In this issue of Proteomics , the paper by Schweke et al. [12], centered around 3DBioInfo Elixir Community, presents a community-wide study of an important problem of distinguishing physiological protein-protein complexes/interfaces (experimentally determined or modeled) from non-physiological ones. The authors designed and generated a large benchmark set of physiological and non-physiological homodimeric complexes, and evaluated a large set of scoring functions, as well as AlphaFold predictions, on their ability to discriminate the non-physiological interfaces.
The problem of separating physiological from non-physiological interfaces (sometimes, called ”biological” vs. ”non-biological” respectively) is very difficult. The core reason for this difficulty is in the lack of a clear ”iron-clad” distinction between these two categories in a living cell, where co-localized proteins extensively interact with each other in a crowded environment in a variety of interaction modes, heavily dominated by transient interactions/encounters. Still, the ability to identify key physiologically significant interfaces in the variety of possible configurations of a protein-protein complex is important.

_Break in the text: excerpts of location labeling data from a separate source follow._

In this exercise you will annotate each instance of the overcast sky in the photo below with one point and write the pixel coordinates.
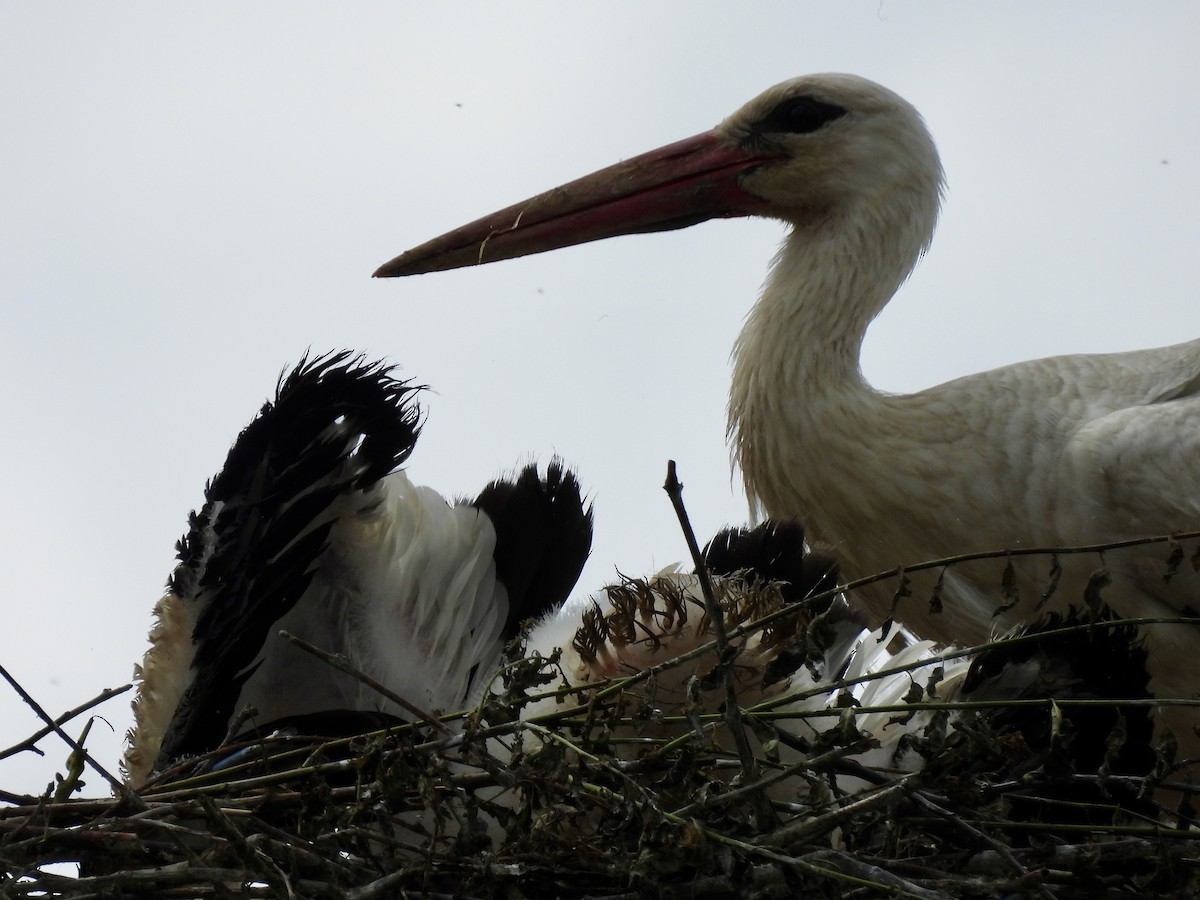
(195, 195)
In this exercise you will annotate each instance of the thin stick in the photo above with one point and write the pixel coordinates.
(118, 786)
(726, 654)
(29, 743)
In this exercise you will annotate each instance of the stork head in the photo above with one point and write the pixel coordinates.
(809, 151)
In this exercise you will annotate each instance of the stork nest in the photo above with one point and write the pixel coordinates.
(610, 796)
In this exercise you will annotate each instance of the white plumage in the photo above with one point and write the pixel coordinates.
(1073, 450)
(309, 528)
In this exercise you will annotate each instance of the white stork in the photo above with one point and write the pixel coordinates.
(310, 528)
(1062, 451)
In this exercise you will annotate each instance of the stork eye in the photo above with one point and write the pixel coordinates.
(799, 115)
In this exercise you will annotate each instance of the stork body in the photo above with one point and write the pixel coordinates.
(309, 528)
(1073, 450)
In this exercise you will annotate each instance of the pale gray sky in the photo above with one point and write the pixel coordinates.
(193, 196)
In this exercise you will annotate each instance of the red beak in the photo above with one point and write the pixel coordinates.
(675, 186)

The study presents a major data resource and methodological development in this important direction of molecular and cellular biology.
A major challenge for the future is developing the ability to differentiate protein-protein physiological vs. non-physiologicalhetero complexes. Due to the diversity and versatility of the protein interactions, this problem is inherently more difficult than that of the homo oligomers. A solution may require accounting for various aspects of macromolecular interactions in the crowded cellular environment and significant involvement of the Deep Learning techniques.